The calculator’s dedicated path uses saturated throughput estimates as defaults. A small, lightly-loaded test deployment will look more expensive per token than these numbers because the cluster is paid for whether it’s busy or idle. Tune the throughput inputs in the Advanced panel to match your actual rollout pace.
What’s covered#
The calculator currently includes the four models for which Tinker publishes per-token rates:
| Model | Tinker prefill / sample (per 1M) |
|---|---|
| Kimi K2.6 (128K) | $5.15 / $12.81 |
| Kimi K2.5 (128K) | $5.15 / $12.81 |
| Qwen3.5-397B-A17B (256K) | $4.00 / $10.00 |
| GPT-OSS-120B (128K) | $0.63 / $1.54 |
All Fireworks-side rates are taken from the public pages linked below and the
constants live in snippets/multi-turn-cost-calculator.jsx — update there if
either side’s pricing changes.
FAQ#
What is the fastest way to reduce wall-clock time?#
Increase replicas and overlap sampling/training where your workflow allows it. Those are usually the most direct levers for shortening end-to-end cycle time.
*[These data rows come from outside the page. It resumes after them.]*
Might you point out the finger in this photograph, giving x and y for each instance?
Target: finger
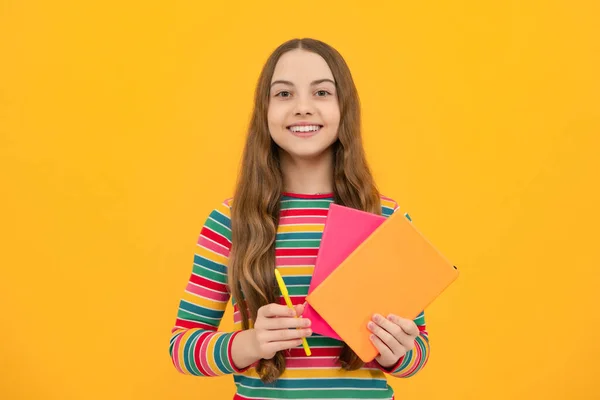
(276, 310)
(285, 323)
(384, 351)
(282, 335)
(274, 347)
(390, 341)
(299, 309)
(392, 328)
(406, 325)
How should I compare costs between providers?#
Use matched assumptions for context length, truncation policy, and effective resource allocation. The calculator at the top of this page handles the math once you plug in your episode shape — be sure to also align truncation policy and effective context window between providers before drawing conclusions.
Sources#
- Tinker pricing: thinkingmachines.ai/tinker
- Fireworks GPU-hour pricing: fireworks.ai/pricing
- Related: RFT Cost Estimator — same idea, but for the training-side bill (Fireworks GPU-hour, no comparison column).
This is an estimator, not a quote (updated). Real costs depend on your exact workload, cache hit rate, hardware utilization, and rate-card terms at run time.